The Review

In February 2020 we commissioned CFE Research in partnership with the University of York, to undertake a fundamental examination of the UK social science PhD. The focus was on the capabilities needed by social science graduates to ensure their contribution to research and their global competitiveness, and the optimum ways to develop them. Following extensive research and engagement with stakeholders, ESRC is delighted to be publishing the report (PDF, 6.7Mb) from this independent review.

ESRC’s Response

The report provides a rich evidence base and makes a series of recommendations directed not only at the ESRC but also at Research Organisations and UKRI, recognising that not only do some of the issues raised extend beyond the social sciences but also that doctoral training is the responsibility of the sector as a whole.

Over the following months ESRC will be considering the recommendations carefully and, guided by advice from the Review Steering Group, will publish a response in December 2021. This response will set out how we will address the issues identified and recommendations made and will inform the ESRC’s strategy for doctoral training and for recommissioning our Doctoral Training Partnerships in 2022/23.

Our response will also indicate where we will work with our sister Councils within UKRI, Research Organisations and other stakeholders.

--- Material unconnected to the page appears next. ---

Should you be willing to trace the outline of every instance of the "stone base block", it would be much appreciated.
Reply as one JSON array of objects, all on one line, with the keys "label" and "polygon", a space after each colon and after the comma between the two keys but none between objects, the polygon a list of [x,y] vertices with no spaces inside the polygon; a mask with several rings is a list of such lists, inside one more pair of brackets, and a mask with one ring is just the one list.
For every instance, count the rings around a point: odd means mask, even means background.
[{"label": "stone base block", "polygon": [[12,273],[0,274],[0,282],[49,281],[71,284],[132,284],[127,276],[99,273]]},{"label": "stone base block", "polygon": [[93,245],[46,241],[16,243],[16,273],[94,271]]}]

The government’s commitment to a New Deal for postgraduate research, as part of its People and Culture Strategy, makes this a particularly opportune time to be taking collective action to address broader issues.

Key themes

The breadth and depth of evidence in this review shows that there is a lot we can be proud of and that ESRC investment in doctoral training is positively driving best practice and standards. However, the report highlights that, in a highly competitive and international jobs market and a rapidly changing research landscape, we must challenge ourselves to adapt and innovate to keep pace and we must do more to ensure we support a more diverse and inclusive student population.

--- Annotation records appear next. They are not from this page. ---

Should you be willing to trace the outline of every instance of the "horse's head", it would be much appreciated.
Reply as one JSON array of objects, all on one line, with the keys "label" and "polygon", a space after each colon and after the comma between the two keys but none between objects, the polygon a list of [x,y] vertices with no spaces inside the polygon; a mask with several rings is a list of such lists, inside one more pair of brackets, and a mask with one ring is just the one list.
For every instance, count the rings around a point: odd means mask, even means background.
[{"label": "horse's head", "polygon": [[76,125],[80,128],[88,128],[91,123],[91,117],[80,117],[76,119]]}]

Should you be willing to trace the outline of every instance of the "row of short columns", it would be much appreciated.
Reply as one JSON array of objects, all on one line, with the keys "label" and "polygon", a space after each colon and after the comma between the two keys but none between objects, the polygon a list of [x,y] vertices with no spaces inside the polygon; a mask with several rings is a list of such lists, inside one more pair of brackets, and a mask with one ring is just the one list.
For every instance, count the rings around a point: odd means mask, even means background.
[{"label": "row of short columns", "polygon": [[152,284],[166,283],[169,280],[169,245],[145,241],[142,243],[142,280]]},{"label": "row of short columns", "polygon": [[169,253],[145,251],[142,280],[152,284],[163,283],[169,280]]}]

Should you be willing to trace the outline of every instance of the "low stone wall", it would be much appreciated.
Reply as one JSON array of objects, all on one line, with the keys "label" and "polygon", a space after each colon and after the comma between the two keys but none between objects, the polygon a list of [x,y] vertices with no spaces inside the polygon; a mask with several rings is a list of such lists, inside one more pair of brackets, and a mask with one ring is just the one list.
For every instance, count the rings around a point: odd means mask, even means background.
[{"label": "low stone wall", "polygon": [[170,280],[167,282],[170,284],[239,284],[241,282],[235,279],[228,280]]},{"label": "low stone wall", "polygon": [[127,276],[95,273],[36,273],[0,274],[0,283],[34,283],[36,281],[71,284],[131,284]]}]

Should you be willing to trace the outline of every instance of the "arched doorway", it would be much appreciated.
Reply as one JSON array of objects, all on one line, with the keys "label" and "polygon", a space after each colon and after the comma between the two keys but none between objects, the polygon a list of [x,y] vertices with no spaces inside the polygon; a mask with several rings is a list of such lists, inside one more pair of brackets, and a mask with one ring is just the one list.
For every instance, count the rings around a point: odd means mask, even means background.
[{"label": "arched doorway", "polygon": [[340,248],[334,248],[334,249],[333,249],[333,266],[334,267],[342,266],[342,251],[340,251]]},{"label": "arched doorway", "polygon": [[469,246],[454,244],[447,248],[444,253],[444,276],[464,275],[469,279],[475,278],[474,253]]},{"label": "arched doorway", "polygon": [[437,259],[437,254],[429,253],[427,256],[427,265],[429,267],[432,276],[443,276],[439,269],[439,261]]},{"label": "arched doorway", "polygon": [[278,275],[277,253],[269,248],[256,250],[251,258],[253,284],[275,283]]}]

Research Skills - provision of training in a broad base of social science research skills is a key strength of the current PhD. However, we must ensure core research provision evolves to keep apace of the rapidly evolving digital landscape and increase the flexibility of provision to respond to students’ discipline, prior qualifications and experience.

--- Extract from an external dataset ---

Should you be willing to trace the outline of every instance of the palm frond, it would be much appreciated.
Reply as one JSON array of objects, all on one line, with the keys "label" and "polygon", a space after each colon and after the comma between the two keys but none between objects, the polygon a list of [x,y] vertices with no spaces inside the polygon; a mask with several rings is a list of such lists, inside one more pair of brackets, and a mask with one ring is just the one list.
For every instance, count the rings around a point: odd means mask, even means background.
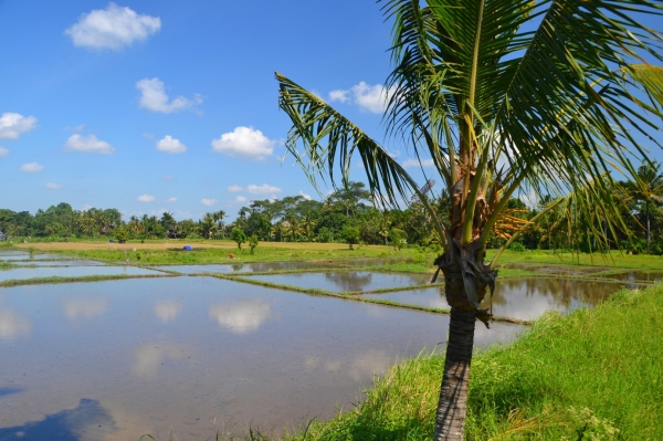
[{"label": "palm frond", "polygon": [[[340,168],[341,182],[349,182],[352,157],[357,154],[375,202],[399,206],[399,198],[408,200],[412,193],[417,195],[433,217],[441,238],[445,239],[445,228],[418,183],[385,148],[315,94],[280,73],[275,75],[280,107],[293,122],[285,146],[314,186],[317,187],[318,176],[324,179],[327,174],[336,186],[336,167]],[[299,143],[304,146],[302,151]]]}]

Employability skills - There is a pressing need for a greater focus on, and innovation in, developing PhD graduates employability skills. Current training does not provide students with enough opportunity to develop their wider core skills and build their understanding of applying research in practice. These skills are essential for academic and non-academic careers a like.

Duration, funding and form of PhD - ESRC should extend their funding to ensure students can develop their wider research and employability skills. It is important to continue to offer a range of doctoral structures and pathways to ensure the PhD is aligned to the needs of individual students, disciplines and remains at the cutting edge.

Equality Diversity and Inclusion - ESRC has taken positive steps requiring DTPs/CDTs to consider widening participation but more needs to be done to ensure a more diverse and inclusive student population.

The Steering Group

A Steering Group provided guidance to the Office throughout the Review. The Steering Group was Chaired by Professor Kathy Rastle, Royal Holloway University, and comprises members from across the sector, including major employers and students. Full membership details can be found in Appendix 1 of the report.

Publication of student data

Evidence collected as part of the review will be published in the ESRC funded UK Data Service. ESRC studentship data will be published later this year as part of a wider analysis of the demographic characteristics of people we fund.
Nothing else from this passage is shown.